We’ve continued to explore the question of “Who really discovered America?”  We learned about the Vikings and Leif Ericson.  Did you know that Leif Erikson actually arrived in America from Europe almost 500 years before Columbus did?  But, we don’t celebrate Leif Erikson day!  That’s probably because the Vikings had been banished to Iceland and Greenland because Leif’s father had a hot temper.  Also, the Vikings were fierce warriors, and didn’t really get along well with other countries.  So, it’s not like they’d be excited to share their discovery with their enemies.

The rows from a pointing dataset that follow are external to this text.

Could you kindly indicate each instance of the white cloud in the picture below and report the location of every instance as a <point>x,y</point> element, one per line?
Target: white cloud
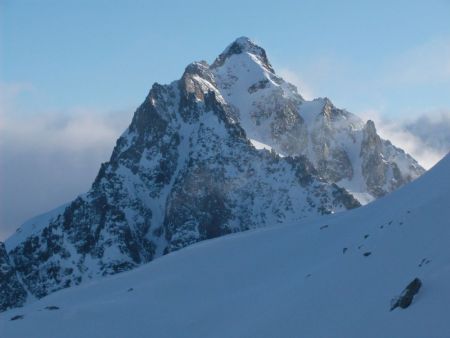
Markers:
<point>425,137</point>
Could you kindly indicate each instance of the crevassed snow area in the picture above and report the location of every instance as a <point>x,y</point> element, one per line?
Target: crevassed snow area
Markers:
<point>314,279</point>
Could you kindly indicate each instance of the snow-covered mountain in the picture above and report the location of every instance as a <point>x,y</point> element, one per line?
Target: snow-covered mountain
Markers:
<point>188,169</point>
<point>335,276</point>
<point>343,148</point>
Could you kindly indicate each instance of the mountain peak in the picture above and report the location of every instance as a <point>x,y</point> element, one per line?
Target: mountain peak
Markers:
<point>243,45</point>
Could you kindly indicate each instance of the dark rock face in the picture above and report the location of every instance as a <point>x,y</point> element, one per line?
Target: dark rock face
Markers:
<point>184,171</point>
<point>12,293</point>
<point>405,299</point>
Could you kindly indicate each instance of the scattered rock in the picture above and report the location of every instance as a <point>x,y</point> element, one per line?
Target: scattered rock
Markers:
<point>424,261</point>
<point>407,295</point>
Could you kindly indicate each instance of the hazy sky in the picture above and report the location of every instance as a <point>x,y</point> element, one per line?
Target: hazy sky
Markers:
<point>72,73</point>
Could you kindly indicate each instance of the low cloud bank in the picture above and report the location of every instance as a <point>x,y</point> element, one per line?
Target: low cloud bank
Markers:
<point>426,137</point>
<point>49,159</point>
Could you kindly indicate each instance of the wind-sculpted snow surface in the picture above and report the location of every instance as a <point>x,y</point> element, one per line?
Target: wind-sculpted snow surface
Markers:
<point>334,276</point>
<point>187,170</point>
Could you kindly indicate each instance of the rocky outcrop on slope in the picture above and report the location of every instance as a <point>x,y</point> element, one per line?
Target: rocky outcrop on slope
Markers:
<point>186,170</point>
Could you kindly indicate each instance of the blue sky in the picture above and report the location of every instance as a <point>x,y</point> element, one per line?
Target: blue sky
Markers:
<point>73,72</point>
<point>388,56</point>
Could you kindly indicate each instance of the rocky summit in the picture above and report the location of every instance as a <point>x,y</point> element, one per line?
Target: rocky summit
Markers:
<point>228,147</point>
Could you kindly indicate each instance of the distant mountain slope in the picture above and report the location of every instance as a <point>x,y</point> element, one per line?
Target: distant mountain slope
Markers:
<point>331,277</point>
<point>187,169</point>
<point>343,148</point>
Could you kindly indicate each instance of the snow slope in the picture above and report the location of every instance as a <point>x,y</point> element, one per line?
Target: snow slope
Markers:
<point>304,280</point>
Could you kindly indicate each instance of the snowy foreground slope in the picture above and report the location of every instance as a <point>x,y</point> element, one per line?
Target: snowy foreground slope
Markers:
<point>311,279</point>
<point>190,167</point>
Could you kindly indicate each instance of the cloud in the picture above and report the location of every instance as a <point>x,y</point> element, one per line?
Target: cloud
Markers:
<point>49,158</point>
<point>425,137</point>
<point>292,77</point>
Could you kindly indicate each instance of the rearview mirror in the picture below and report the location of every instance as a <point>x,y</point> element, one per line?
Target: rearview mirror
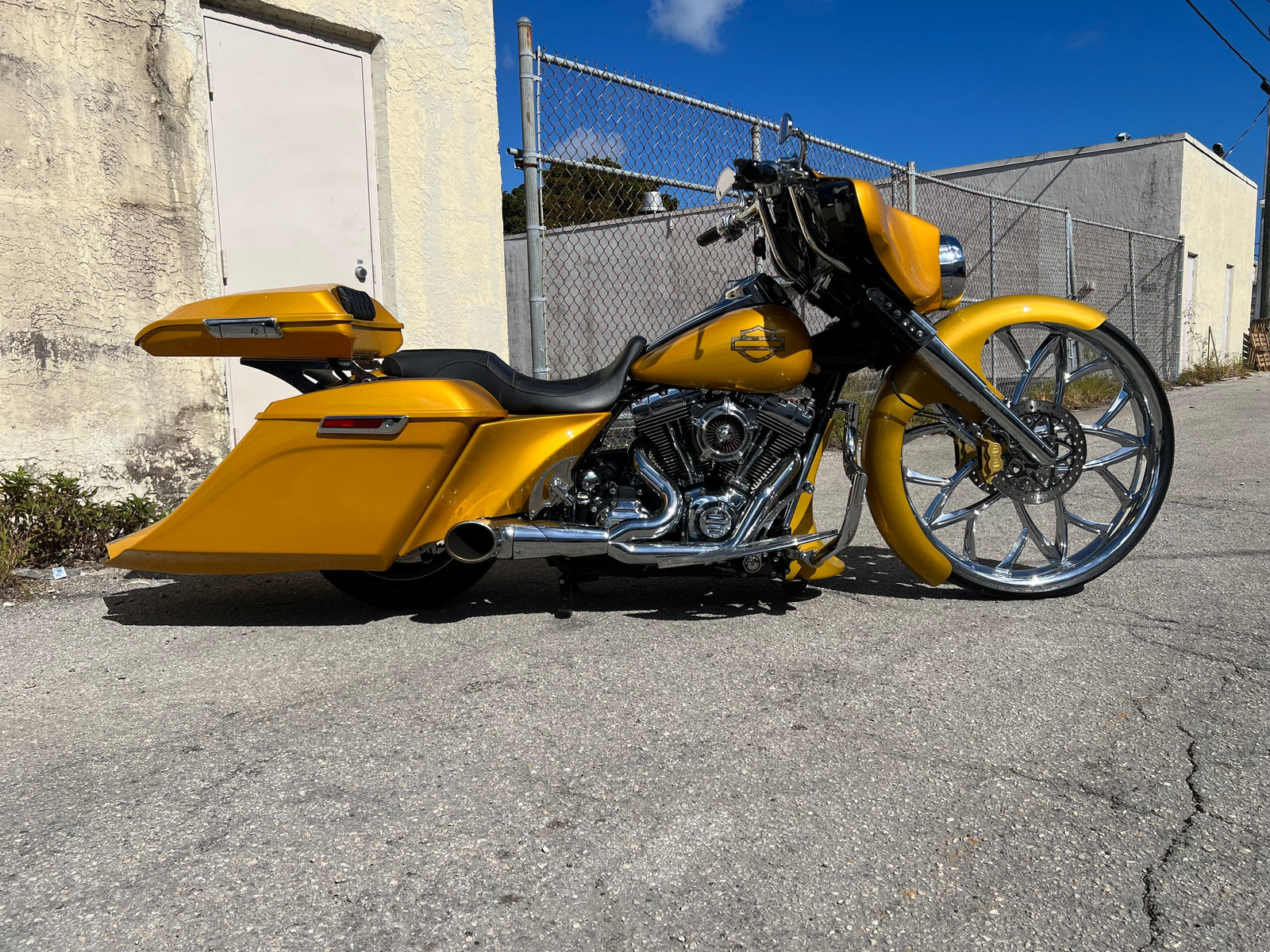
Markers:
<point>724,183</point>
<point>787,130</point>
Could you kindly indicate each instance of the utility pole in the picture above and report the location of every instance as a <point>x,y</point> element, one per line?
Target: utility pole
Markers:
<point>1263,308</point>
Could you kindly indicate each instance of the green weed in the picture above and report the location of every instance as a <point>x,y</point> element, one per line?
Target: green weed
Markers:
<point>48,520</point>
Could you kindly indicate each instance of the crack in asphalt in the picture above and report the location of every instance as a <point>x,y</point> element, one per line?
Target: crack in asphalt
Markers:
<point>1151,901</point>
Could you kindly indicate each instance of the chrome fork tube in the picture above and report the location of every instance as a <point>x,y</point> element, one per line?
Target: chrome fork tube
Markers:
<point>971,387</point>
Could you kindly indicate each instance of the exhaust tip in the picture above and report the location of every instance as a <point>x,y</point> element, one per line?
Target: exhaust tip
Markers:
<point>471,541</point>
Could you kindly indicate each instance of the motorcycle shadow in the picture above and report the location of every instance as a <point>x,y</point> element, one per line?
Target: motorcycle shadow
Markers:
<point>510,589</point>
<point>530,588</point>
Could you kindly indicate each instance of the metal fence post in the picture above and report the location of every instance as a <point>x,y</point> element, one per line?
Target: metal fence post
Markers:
<point>1071,259</point>
<point>1133,296</point>
<point>533,228</point>
<point>1179,290</point>
<point>992,248</point>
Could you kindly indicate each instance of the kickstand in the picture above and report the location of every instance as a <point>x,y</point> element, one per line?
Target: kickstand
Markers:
<point>568,587</point>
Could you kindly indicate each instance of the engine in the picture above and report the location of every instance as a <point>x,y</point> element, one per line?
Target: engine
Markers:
<point>718,447</point>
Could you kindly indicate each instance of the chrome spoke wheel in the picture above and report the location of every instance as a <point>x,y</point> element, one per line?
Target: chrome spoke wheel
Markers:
<point>1015,526</point>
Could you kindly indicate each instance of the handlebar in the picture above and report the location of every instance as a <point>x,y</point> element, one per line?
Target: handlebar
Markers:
<point>709,236</point>
<point>730,226</point>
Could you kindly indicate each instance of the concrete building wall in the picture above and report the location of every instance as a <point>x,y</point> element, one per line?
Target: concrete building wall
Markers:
<point>107,220</point>
<point>1218,219</point>
<point>1170,186</point>
<point>1134,184</point>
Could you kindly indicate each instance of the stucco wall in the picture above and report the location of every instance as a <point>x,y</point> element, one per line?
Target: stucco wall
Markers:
<point>1168,186</point>
<point>105,225</point>
<point>107,217</point>
<point>1218,219</point>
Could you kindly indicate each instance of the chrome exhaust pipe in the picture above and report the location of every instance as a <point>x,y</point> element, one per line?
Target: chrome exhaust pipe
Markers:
<point>632,541</point>
<point>473,541</point>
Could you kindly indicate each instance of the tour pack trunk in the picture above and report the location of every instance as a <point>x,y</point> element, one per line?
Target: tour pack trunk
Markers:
<point>349,476</point>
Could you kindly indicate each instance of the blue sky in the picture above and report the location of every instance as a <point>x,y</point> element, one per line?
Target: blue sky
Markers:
<point>937,83</point>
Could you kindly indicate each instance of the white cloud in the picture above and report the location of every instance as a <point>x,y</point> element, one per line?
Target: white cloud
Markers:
<point>692,22</point>
<point>583,144</point>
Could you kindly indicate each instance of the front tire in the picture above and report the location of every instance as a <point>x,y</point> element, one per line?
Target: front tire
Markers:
<point>416,585</point>
<point>1039,532</point>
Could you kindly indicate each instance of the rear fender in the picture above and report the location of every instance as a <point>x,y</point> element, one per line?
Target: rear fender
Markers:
<point>291,497</point>
<point>912,385</point>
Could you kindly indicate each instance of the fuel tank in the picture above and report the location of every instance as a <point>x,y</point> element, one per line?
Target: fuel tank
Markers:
<point>764,349</point>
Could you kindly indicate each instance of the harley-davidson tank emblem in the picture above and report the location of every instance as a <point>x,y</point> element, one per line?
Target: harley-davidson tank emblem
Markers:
<point>759,344</point>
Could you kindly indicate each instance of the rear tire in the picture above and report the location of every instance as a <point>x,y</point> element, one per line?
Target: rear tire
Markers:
<point>429,583</point>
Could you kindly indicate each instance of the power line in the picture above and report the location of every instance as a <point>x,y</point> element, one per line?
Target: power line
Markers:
<point>1265,83</point>
<point>1251,22</point>
<point>1250,127</point>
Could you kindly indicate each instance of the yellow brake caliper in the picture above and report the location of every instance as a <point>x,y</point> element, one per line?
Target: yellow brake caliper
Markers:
<point>991,459</point>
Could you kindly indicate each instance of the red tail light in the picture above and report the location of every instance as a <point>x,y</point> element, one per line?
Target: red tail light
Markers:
<point>361,425</point>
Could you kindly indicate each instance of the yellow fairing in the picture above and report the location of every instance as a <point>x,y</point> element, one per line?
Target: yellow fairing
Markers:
<point>761,349</point>
<point>314,327</point>
<point>907,247</point>
<point>804,524</point>
<point>289,499</point>
<point>965,332</point>
<point>499,469</point>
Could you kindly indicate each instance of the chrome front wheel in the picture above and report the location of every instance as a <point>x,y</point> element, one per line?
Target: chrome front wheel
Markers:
<point>1007,524</point>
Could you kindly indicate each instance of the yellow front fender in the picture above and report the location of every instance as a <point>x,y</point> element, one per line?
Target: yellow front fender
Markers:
<point>912,385</point>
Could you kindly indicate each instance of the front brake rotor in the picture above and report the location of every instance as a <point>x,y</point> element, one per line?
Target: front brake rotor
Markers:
<point>1026,482</point>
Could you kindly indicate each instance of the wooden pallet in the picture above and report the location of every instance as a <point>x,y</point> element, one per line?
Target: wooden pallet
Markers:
<point>1257,346</point>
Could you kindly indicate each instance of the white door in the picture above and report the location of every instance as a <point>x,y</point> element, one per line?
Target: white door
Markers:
<point>294,159</point>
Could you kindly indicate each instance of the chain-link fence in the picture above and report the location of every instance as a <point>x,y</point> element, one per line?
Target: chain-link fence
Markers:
<point>626,175</point>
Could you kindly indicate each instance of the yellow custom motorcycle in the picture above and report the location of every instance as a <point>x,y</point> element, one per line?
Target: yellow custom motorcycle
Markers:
<point>1020,446</point>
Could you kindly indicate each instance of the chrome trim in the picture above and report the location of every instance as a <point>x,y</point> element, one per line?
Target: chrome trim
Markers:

Columbus came to “The New World” in 1492.  It was an expedition that took bravery, but NOT because everybody thought the world was flat and he’d fall over the edge.  Most people knew the world was round during Columbus’s time, but they didn’t know that a huge land mass lay to the west between Europe and Asia.  They were sure that Columbus would starve to death before he could reach Asia.  Columbus decided to try anyway, and when he arrived in the Bahamas, he thought he was in India.  Another explorer, Amerigo Vespucci, started to realize that it wasn’t India, but a whole new place.  He began adding to his navigation maps.  That’s why North and South America are named after him!
Ask any adult American the following question: “Who discovered America?”  Most will answer, “Christopher Columbus, of course.”  That’s what they learned in school.  But is it true?  That’s the question we’re asking in social studies class.  Over the past week, we learned how the First Americans (called Native Americans or American Indians) got to the Americas.  Scientists theorize that they arrived in North America by walking or migrating over a land bridge that once connected Alaska and Asia.  This land bridge is now covered by a piece of water called the Bering Strait, so you cannot walk across it anymore.  Other scientists think the First Americans arrived by boat.  Both groups base their theory on artifacts, objects from long ago that give clues to the past.

The first Americans were hunters, but they eventually learned about agriculture.  Once they learned how to farm, civilizations, villages, and mounds appeared across the continent.  The Mound Builders created huge domes of earth to bury their valuable items.  These Mounds can still be found in parts of the country today.  We created our own Mounds and “buried” artifacts about our classmates so that others could learn about our interests and personalities.  You can see our Mounds (and our “Origami Me” projects”) in the hallway outside our class.

We’ll be taking a social studies quiz on Wednesday, September 23rd.  You can find the study guide to the right in the “file library.”

This past week in social studies:

·      We discussed and analyzed the meaning of the respect.  We also dug deeper into the Vincent pledge: “I will respect myself.  I will respect others.  I will respect my environment.  I will make good choices.  We are a community of learners and we are here to learn.”

·      We spent time getting to know one another, sharing the key details of our personalities and histories, and learning how to work together as a community.

·      We set goals for the first marking period of 5th grade.